People have different intelligence levels and personalities. I am an egghead; I have no business trying to become a mechanic. Similarly, my twin sister has no business trying to become an engineer. The world needs mechanics and plumbers every bit as much as it needs lawyers and bankers; recognition of this concept represents real equality.
Being equal means of equal value, not necessarily exactly the same.

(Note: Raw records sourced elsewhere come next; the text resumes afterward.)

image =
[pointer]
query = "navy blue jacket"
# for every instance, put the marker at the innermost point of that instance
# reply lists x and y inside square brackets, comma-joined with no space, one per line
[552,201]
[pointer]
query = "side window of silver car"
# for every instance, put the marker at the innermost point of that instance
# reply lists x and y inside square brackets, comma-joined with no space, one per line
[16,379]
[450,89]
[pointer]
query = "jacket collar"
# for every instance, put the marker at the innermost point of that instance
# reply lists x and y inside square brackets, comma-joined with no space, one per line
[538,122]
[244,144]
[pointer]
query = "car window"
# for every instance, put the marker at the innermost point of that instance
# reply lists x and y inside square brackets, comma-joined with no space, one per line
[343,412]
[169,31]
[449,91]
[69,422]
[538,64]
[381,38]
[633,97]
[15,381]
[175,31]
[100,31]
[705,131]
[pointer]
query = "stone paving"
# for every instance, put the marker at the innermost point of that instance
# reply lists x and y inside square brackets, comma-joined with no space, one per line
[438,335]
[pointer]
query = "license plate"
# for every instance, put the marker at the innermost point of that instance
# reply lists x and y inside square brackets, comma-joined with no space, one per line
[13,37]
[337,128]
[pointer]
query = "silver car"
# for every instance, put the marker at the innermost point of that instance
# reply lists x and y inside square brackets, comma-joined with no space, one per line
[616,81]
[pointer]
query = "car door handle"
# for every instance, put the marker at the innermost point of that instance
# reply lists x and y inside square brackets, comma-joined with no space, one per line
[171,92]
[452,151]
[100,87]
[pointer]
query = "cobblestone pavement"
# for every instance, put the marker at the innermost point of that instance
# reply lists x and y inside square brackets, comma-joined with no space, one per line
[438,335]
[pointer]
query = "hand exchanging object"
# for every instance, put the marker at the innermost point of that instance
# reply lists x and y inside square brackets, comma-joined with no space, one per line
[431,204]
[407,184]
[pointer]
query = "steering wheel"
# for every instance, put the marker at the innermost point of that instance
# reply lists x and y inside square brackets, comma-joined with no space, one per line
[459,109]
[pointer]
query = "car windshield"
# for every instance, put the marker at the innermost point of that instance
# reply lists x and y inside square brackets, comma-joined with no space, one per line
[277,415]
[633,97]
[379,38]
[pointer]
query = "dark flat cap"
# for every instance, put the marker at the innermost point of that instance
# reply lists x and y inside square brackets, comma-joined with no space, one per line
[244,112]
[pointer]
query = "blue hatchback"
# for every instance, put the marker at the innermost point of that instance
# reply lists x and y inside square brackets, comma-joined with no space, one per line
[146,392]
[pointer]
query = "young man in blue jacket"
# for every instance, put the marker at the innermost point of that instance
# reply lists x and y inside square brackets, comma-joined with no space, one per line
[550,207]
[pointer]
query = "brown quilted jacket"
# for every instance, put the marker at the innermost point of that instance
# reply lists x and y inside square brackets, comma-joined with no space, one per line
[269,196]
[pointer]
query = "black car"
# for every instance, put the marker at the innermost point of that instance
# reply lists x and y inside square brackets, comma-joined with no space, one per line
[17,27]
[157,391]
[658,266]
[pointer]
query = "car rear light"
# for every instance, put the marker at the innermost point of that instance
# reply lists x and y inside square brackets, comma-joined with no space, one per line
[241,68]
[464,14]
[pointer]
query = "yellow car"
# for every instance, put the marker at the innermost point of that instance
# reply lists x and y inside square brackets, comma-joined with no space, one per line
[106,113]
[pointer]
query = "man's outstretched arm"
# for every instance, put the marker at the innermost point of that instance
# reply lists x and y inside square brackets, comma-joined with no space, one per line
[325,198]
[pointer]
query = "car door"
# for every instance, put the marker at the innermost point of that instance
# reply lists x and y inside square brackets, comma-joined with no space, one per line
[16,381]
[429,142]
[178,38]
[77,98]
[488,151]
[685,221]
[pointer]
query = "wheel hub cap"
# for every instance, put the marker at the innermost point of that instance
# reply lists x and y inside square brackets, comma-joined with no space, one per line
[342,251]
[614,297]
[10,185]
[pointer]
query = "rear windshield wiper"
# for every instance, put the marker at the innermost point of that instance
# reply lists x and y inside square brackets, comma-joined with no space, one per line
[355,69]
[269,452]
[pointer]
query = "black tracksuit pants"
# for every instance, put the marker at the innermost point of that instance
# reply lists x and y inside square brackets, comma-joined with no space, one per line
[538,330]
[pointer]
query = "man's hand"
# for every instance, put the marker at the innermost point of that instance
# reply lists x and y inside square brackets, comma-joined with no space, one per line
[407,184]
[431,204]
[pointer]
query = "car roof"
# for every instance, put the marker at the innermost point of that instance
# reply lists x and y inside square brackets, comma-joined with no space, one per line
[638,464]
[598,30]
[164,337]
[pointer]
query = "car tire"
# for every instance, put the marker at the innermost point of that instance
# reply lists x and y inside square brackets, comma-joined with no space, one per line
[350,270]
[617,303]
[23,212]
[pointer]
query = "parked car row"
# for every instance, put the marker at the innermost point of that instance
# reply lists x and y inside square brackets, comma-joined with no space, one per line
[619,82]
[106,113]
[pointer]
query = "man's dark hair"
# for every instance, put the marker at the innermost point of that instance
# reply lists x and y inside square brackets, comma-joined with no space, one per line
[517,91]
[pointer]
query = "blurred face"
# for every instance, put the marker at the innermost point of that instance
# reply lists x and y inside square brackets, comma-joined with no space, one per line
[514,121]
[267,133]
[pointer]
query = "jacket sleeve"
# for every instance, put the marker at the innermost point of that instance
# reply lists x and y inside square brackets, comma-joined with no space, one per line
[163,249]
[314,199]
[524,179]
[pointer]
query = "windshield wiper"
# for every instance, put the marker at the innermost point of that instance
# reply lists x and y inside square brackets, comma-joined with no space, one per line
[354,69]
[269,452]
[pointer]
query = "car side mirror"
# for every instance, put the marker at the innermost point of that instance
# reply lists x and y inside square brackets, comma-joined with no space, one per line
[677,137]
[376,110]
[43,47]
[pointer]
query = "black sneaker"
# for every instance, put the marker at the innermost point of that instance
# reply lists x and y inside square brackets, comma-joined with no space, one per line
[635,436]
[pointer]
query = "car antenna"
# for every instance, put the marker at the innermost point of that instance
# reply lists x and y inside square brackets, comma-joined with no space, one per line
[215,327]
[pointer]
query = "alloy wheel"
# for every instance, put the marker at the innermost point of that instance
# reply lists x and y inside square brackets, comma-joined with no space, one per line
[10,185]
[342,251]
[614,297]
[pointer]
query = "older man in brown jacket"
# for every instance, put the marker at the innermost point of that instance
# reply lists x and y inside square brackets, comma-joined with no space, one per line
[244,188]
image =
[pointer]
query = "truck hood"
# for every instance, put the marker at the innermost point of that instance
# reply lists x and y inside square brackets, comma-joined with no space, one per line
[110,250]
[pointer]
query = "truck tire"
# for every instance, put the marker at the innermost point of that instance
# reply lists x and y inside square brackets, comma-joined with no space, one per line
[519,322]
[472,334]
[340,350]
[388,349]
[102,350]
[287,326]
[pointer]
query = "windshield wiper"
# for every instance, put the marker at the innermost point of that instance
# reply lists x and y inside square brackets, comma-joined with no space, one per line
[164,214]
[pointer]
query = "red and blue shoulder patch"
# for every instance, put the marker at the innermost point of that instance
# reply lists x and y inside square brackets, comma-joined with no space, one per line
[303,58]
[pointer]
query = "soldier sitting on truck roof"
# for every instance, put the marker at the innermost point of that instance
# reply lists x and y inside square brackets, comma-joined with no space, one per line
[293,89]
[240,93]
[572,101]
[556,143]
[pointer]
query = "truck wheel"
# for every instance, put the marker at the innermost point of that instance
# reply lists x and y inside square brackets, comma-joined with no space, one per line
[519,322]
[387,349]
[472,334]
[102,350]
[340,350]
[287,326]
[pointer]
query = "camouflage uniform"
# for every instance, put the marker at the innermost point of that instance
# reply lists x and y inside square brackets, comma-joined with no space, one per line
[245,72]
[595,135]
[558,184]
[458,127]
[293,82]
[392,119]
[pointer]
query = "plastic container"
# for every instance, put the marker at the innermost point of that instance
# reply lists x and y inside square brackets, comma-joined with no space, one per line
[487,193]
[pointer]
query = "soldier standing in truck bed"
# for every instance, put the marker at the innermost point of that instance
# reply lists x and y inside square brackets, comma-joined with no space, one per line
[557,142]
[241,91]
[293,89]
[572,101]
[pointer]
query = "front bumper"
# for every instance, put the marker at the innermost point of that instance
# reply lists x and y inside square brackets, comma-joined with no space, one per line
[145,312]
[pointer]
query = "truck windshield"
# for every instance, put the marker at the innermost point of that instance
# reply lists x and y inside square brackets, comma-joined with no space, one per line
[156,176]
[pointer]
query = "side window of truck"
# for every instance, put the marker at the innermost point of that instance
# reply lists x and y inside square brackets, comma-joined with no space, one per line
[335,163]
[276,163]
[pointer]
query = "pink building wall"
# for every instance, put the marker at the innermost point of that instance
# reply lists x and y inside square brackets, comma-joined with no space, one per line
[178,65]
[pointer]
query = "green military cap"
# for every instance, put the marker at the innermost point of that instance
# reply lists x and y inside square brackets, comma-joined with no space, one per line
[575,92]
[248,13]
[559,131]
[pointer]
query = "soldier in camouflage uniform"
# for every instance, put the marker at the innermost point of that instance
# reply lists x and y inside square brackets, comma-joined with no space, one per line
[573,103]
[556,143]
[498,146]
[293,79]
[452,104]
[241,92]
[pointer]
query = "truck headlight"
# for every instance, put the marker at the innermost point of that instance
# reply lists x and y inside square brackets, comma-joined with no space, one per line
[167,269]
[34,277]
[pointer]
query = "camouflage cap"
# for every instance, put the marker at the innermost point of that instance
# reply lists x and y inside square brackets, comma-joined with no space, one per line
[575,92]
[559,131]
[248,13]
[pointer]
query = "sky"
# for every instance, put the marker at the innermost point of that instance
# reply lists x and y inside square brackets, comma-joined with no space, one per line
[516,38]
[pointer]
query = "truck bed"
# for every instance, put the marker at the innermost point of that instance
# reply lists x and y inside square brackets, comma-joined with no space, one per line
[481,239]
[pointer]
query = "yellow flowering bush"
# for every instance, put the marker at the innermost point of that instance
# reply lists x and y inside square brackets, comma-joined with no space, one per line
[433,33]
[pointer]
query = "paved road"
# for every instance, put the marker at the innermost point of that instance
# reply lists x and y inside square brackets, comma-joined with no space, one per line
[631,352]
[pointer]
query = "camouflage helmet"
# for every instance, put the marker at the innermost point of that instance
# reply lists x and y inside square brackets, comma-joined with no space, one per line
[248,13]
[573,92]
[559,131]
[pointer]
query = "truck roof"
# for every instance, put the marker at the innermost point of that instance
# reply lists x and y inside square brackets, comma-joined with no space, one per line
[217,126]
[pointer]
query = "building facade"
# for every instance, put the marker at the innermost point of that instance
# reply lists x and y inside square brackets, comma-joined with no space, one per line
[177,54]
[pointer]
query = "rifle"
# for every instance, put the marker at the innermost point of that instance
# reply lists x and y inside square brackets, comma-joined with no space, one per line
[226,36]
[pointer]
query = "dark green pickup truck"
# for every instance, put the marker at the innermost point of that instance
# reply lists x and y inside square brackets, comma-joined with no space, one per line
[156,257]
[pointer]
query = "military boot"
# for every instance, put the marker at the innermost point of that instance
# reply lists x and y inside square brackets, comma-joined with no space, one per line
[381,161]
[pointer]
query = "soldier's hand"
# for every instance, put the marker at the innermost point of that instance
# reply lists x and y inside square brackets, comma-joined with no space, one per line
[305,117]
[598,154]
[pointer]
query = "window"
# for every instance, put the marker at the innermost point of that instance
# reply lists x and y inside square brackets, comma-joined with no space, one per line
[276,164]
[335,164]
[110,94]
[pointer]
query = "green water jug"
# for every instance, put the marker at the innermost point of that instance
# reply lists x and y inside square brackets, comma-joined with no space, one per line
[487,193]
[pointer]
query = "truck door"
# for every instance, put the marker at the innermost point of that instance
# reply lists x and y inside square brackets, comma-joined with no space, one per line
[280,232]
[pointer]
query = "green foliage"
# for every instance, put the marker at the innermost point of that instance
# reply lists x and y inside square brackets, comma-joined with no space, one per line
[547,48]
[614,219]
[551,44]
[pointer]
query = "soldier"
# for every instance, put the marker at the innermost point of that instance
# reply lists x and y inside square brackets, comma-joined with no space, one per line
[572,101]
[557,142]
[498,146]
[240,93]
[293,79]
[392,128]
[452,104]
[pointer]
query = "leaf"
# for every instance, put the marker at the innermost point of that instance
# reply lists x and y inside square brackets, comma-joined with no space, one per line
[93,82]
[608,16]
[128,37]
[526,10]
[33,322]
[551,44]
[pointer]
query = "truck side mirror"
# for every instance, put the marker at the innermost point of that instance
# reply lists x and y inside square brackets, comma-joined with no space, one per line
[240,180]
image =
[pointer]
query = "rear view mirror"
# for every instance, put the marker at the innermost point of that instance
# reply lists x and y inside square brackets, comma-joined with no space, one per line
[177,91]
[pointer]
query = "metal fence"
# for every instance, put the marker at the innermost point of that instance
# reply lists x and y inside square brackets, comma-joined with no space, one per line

The opening of the United States Declaration of Independence, written by Thomas Jefferson in 1776, states as follows:
We hold these truths to be self-evident, that all men are created equal, that they are endowed by their Creator with certain unalienable Rights, that among these are Life, Liberty, and the Pursuit of Happiness
Hobbesian origin
Thomas Hobbes also proposed an early variant of equality among men in his treatise Leviathan:
Nature hath made men so equal in the faculties of body and mind as that, though there be found one man sometimes manifestly stronger in body or of quicker mind than another, yet when all is reckoned together the difference between man and man is not so considerable as that one man can thereupon claim to himself any benefit to which another may not pretend as well as he. For as to the strength of body, the weakest has strength enough to kill the strongest, either by secret machination or by confederacy with others that are in the same danger with himself. And as to the faculties of the mind, setting aside the arts grounded upon words, and especially that skill of proceeding upon general and infallible rules, called science, which very few have and but in few things, as being not a native faculty born with us, nor attained, as prudence, while we look after somewhat else, I find yet a greater equality amongst men than that of strength. For prudence is but experience, which equal time equally bestows on all men in those things they equally apply themselves unto.